Incomplete Healing as a Cause of Aging: The Role of Mitochondria and the Cell Danger Response

Abstract

The rate of biological aging varies cyclically and episodically in response to changing environmental conditions and the developmentally-controlled biological systems that sense and respond to those changes. Mitochondria and metabolism are fundamental regulators, and the cell is the fundamental unit of aging. However, aging occurs at all anatomical levels. At levels above the cell, aging in different tissues is qualitatively, quantitatively, and chronologically distinct. For example, the heart can age faster and differently than the kidney and vice versa. Two multicellular features of aging that are universal are: (1) a decrease in physiologic reserve capacity, and (2) a decline in the functional communication between cells and organ systems, leading to death. Decreases in reserve capacity and communication impose kinetic limits on the rate of healing after new injuries, resulting in dyssynchronous and incomplete healing. Exercise mitigates against these losses, but recovery times continue to increase with age. Reinjury before complete healing results in the stacking of incomplete cycles of healing. Developmentally delayed and arrested cells accumulate in the three stages of the cell danger response (CDR1, 2, and 3) that make up the healing cycle. Cells stuck in the CDR create physical and metabolic separation-buffer zones of reduced communication-between previously adjoining, synergistic, and metabolically interdependent cells. Mis-repairs and senescent cells accumulate, and repeated iterations of incomplete cycles of healing lead to progressively dysfunctional cellular mosaics in aging tissues. Metabolic cross-talk between mitochondria and the nucleus, and between neighboring and distant cells via signaling molecules called metabokines regulates the completeness of healing. Purinergic signaling and sphingolipids play key roles in this process. When viewed against the backdrop of the molecular features of the healing cycle, the incomplete healing model provides a new framework for understanding the hallmarks of aging and generates a number of testable hypotheses for new treatments.

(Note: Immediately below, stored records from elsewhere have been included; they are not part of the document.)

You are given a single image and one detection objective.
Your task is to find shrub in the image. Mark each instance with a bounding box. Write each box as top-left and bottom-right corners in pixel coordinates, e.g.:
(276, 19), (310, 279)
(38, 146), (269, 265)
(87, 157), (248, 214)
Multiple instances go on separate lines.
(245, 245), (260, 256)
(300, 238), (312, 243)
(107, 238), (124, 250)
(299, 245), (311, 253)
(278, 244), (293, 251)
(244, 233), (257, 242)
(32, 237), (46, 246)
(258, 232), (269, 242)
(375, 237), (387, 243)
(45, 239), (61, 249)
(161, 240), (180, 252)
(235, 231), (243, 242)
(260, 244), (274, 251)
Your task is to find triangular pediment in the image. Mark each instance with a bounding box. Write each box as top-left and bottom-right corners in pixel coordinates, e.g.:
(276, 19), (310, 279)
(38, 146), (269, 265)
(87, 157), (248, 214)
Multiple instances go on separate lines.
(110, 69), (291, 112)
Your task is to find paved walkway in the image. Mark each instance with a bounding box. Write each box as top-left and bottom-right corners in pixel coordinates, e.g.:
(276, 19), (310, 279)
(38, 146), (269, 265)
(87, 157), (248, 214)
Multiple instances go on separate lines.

Keywords: cell danger response; crabtree effect; de-emergence; healing cycle; integrated cell stress response; metabokines; mitochondria; pasteur effect; purinergic signaling; sphingolipids.

Figure 1

The metabolic features of the health and healing cycles. Abbreviations: CDR—cell danger response, eATP—extracellular ATP, CP1-3—checkpoints 1, 2, and 3, DAMP—damage-associated molecular pattern, DARM—damage-associated reactive metabolites, SIGLEC—sialic acid binding immunoglobulin-type lectin, e.g., CD33-related SIGLECs (CD33r-SIGLECs), Sia-SAMP—sialoglycan self-associated molecular pattern.

Figure 2

Repeated cycles of incomplete healing lead to aging and age-related disease. The spiral represents sequential turns of the healing cycle throughout life. Colored cells in the boxes on the right represent cells that have been delayed or arrested in a stage of the healing cycle. The decreased size of some boxes represents the loss in tissue volume from cell loss and atrophy. In this example, most arrested or delayed cells in the merge on the right after 60 and 90 years are in CDR2 (green). This will create an increased risk of proliferative disorders such as diabetes, heart disease, and cancer. Color code: CDR1 cells—red; CDR2 cells—green; CDR3 cells—yellow. Abbreviations: A—wakeful activity and nutrient intake. M1—mitochondria adapted for cell defense, reactive oxygen, nitrogen, and aldehyde production; M0—mitochondria adapted for cell growth and Warburg metabolism; M2—mitochondria adapted for oxidative phosphorylation (oxphos).

Figure 3

The hallmarks of aging as natural products of incomplete healing and the cell danger response [3,39]. Black font: hallmarks that oppose aging. Red font: hallmarks that promote aging. Abbreviations: CDR—cell danger response, ICSR—integrated cell stress response, DDR—DNA damage response, BMR—basal metabolic rate, T°—basal body temperature, HIF1α—hypoxia inducible factor 1α, PARP—poly ADP ribose polymerase, NAD+—nicotinamide adenine dinucleotide, ADPR—adenosine diphosphate ribose, SAM—S-adenosyl methionine, AcCoA—acetyl CoA, α-KG—alpha ketoglutarate, SAH—S-adenosyl homocysteine, PPi—pyrophosphate, NUDIX—nucleoside diphosphate X hydrolases, e.g., NUDT5, ECM—extracellular matrix.